Today I did some unplanned rage gardening.
Sometimes our washing machine decides a load is “too heavy” or “unbalanced” and shuts down in mid-cycle, after half the clothes are soaked. Picture young child sitting down at a corner two blocks from home and simply refusing to go any farther.
For some reason, this glitch (the washing machine one) only happens to me, which is good, because I am the only one in the building who knows the convoluted, contorted, coddling steps for fixing it. This afternoon, a 5 minute trip to the basement to shovel in load #5 turned into a 90 minute fit of winter sowing while I babysat the washing machine’s efforts to chew through load #4 in three separate dainty cycles.
The bad news: I had to drain the washing machine a few times today and our basement drain isn’t at the lowest point. The good news: I bought soil last fall, just for a day like today.
The basement is a mess, a dis-ah-ster as #45 might say. But I am mighty grateful to have it. And if I can’t find what I need in the chaos, something else will do.
I had two stockpiled cranberry juice bottles plus the 4 milk jugs from two days ago. I rinsed those out yesterday. They still kind of stank, but at least not in a knee buckling way (foreshadowing of the pros and cons of milk jugs). While waiting to see if load 3a would work, I started prepping them for planting.
Drainage: I learned to winter sow from Karen. She heats a fork on a stove burner and gently presses it a few times on the bottom of the jugs, sort of like poking a pie crust. It’s kind of gentle and brutal at the same time. Since I work in the basement (sans burner), I use a razor blade to make little slits. I couldn’t find a razor blade today and I wasn’t going upstairs to look (can’t leave the washer untended), so I just stabbed the bottom corners with scissors. Not the safest choice, but very satisfying.
Cutting the jugs in half: I used to be meticulous about cutting the jugs, measuring the height of the cut, tracing a line to follow. Now I just eyeball it. Winter sowing is forgiving. Once the jugs were flopping open, I rinsed them again. The machine clicked off, ready for load 3b. Next up: adding soil.
File photo from more fastidious days. Saving thoughts on what works and when for winter sowing for later.
Adding soil: Fortunately, I stockpiled big bags of potting soil last fall.I dragged one over to the sink and ripped it open. It was suspiciously damp, despite having been untouched since October and being in the high land area of the basement. Can soil go bad? Maybe, but the smell was not knee buckling so I carried on.
Filled the bottom half of each jug about 2/3rds high with soil. Found some old dish pans. Put them in the utility sink (so grateful for a double utility sink!) Filled them with about 2 inches of water. Placed jugs in pans to dampen the soil from the bottom up. Also a good test of the hack job I did on drainage.
Another file photo, showing the “watering from the bottom” method.
10 mins left on the cycle. Do I dare keep going? Next step is seeds. But my seeds are a jumbled mess outdoors.

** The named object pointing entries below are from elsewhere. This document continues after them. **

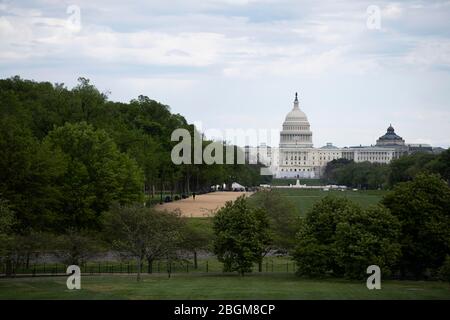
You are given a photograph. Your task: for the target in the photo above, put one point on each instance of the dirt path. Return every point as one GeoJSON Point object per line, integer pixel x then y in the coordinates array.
{"type": "Point", "coordinates": [204, 205]}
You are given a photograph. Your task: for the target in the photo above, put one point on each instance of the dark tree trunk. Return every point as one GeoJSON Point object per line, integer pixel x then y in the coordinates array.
{"type": "Point", "coordinates": [150, 265]}
{"type": "Point", "coordinates": [8, 271]}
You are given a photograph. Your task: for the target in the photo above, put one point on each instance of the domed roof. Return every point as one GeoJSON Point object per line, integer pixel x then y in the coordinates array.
{"type": "Point", "coordinates": [296, 115]}
{"type": "Point", "coordinates": [390, 134]}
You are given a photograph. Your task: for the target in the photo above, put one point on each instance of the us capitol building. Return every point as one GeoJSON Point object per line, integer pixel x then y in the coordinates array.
{"type": "Point", "coordinates": [297, 158]}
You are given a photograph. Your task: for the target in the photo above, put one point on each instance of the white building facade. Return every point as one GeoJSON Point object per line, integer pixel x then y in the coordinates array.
{"type": "Point", "coordinates": [297, 157]}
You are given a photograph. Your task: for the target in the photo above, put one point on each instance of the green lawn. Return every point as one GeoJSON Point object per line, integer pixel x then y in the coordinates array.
{"type": "Point", "coordinates": [286, 182]}
{"type": "Point", "coordinates": [304, 199]}
{"type": "Point", "coordinates": [203, 286]}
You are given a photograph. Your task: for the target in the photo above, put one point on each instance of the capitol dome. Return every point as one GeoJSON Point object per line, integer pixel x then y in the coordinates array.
{"type": "Point", "coordinates": [390, 138]}
{"type": "Point", "coordinates": [296, 129]}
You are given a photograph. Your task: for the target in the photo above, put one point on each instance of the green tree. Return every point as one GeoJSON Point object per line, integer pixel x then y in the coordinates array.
{"type": "Point", "coordinates": [142, 233]}
{"type": "Point", "coordinates": [367, 237]}
{"type": "Point", "coordinates": [423, 209]}
{"type": "Point", "coordinates": [242, 235]}
{"type": "Point", "coordinates": [98, 174]}
{"type": "Point", "coordinates": [283, 217]}
{"type": "Point", "coordinates": [30, 176]}
{"type": "Point", "coordinates": [338, 237]}
{"type": "Point", "coordinates": [315, 253]}
{"type": "Point", "coordinates": [196, 238]}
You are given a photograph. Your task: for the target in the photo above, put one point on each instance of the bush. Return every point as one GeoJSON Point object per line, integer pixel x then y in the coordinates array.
{"type": "Point", "coordinates": [339, 238]}
{"type": "Point", "coordinates": [241, 235]}
{"type": "Point", "coordinates": [423, 208]}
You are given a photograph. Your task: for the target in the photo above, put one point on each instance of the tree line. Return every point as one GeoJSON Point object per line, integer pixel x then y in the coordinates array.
{"type": "Point", "coordinates": [69, 155]}
{"type": "Point", "coordinates": [407, 235]}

But wait! They are still in their little bags, categorized by type: kales, lettuces, spinaches, tomatoes, herbs, flowers, and crap that will never thrive (looking at you carrots, supposedly one of the easiest veges to grow).

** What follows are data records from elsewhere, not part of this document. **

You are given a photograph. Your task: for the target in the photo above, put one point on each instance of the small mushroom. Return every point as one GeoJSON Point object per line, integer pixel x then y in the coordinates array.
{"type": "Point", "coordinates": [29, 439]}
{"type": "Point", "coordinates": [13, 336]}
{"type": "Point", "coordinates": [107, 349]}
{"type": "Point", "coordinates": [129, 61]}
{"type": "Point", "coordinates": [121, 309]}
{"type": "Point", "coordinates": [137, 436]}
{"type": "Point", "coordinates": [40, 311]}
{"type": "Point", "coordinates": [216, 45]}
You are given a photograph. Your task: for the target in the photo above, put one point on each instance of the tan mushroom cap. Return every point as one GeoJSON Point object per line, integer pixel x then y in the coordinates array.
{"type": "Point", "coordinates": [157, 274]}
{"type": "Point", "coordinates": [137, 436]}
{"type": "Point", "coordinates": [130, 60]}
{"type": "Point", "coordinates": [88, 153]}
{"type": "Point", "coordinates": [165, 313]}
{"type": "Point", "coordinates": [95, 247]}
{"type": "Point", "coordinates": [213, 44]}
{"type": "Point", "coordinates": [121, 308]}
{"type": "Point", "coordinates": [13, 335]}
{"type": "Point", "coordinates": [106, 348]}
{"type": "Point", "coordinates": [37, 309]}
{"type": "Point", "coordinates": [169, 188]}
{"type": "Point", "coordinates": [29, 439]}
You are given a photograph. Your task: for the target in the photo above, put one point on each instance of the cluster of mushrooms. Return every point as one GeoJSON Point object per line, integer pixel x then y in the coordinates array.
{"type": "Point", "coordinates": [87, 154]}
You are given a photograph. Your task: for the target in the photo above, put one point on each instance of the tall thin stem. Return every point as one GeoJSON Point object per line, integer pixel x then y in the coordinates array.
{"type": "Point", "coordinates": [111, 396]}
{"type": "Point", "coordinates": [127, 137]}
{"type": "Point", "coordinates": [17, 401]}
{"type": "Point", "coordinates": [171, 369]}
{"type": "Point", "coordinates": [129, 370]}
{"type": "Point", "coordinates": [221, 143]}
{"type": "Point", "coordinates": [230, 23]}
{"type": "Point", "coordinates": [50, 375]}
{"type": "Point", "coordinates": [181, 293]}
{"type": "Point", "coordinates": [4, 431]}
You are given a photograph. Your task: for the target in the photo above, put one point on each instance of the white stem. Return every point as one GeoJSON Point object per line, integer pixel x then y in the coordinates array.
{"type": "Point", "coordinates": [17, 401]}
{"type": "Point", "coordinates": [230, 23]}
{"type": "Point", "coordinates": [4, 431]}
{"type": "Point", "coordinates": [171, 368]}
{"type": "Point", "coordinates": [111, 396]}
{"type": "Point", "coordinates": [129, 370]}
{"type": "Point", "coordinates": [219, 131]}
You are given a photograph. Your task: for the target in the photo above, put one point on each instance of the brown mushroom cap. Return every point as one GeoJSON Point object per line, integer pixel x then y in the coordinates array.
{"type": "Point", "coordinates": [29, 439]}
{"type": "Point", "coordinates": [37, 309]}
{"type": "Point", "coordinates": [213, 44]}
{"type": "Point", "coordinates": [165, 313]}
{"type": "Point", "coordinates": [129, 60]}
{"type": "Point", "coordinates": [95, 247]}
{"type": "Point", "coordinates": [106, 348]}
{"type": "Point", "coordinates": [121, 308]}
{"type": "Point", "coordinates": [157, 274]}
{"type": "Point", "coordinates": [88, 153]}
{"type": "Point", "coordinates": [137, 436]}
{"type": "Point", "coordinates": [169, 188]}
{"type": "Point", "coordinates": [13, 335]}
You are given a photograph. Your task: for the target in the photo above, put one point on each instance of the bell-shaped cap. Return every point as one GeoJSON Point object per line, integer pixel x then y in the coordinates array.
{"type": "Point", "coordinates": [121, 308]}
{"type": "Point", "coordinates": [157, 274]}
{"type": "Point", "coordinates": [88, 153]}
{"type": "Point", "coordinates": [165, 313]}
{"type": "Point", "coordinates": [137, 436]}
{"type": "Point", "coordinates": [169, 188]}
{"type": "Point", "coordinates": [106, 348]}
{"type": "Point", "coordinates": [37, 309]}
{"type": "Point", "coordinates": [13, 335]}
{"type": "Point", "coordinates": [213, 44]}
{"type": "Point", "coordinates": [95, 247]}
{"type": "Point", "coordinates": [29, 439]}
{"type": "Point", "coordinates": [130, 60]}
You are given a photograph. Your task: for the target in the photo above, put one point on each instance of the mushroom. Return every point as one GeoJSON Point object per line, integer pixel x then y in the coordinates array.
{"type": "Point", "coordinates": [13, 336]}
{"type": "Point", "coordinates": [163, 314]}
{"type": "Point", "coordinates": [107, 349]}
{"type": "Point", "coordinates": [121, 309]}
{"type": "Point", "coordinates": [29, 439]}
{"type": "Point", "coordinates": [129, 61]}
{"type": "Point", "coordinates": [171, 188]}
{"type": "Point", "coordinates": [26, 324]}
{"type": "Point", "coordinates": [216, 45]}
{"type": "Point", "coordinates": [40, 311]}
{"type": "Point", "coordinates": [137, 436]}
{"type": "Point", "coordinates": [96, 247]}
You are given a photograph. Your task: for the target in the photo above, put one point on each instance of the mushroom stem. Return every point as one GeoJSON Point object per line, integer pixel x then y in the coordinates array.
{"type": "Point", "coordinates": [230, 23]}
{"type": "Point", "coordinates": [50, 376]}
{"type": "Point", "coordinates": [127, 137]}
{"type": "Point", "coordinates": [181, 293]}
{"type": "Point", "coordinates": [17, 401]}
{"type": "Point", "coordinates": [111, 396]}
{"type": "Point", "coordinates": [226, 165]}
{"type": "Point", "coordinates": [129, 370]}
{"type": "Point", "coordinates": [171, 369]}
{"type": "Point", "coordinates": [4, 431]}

What’s the easiest, most forgiving, cold hearty thing I can start? Kale! Also, so conforming to stereotype!
Adding seeds: Eureka moment. I decide to label the containers before adding seeds and to label them upside down, bird’s eye view. Grabbed a grease pencil (they were stashed with the seeds. . . maybe I am more organized than I think), and declared my intention on top of the milk jugs. But grease pencils don’t work well on smooth, clear plastic, so I didn’t label the other two (foreshadowing of pro and cons of hard, clear, smooth plastic).
The machine clicked off, ready for load 3c. Do I keep going? I only meant to be down here for 5 minutes. But my hands are already dirty so. . .
Sprinkle the Lacinato kale from Bakers Creek in the aptly labeled container, which I have moved to a lunch tray on the washer (another random basement find). Massage the seeds into the soil a bit. Sprinkle some more soil on top. Hack a gentle watering can by poking a few holes in a plastic cup with a nail. Sprinkle some water on top. Find a warped roll of pink dollar store “duct tape.” Tape container shut, which is actually the most annoying part of winter sowing, esp when using milk jugs which have strange circular divots on the sides. A story for another day.
Repeat with the Lacinato kale from Botanical Interests, the Dwarf Siberian Kale, and Red Winter Kale. Plant calendula in one of the clear bottles, and a zinnia on the other. Label with a black sharpie, knowing it might fade in the sun. (I’ll remember, right?)
Click, load 3b is done. Place the jugs back in the dish pans of standing water for a last soak. Move the laundry along.
They are all now nestled along the fence outside. All laundry frustration is long gone.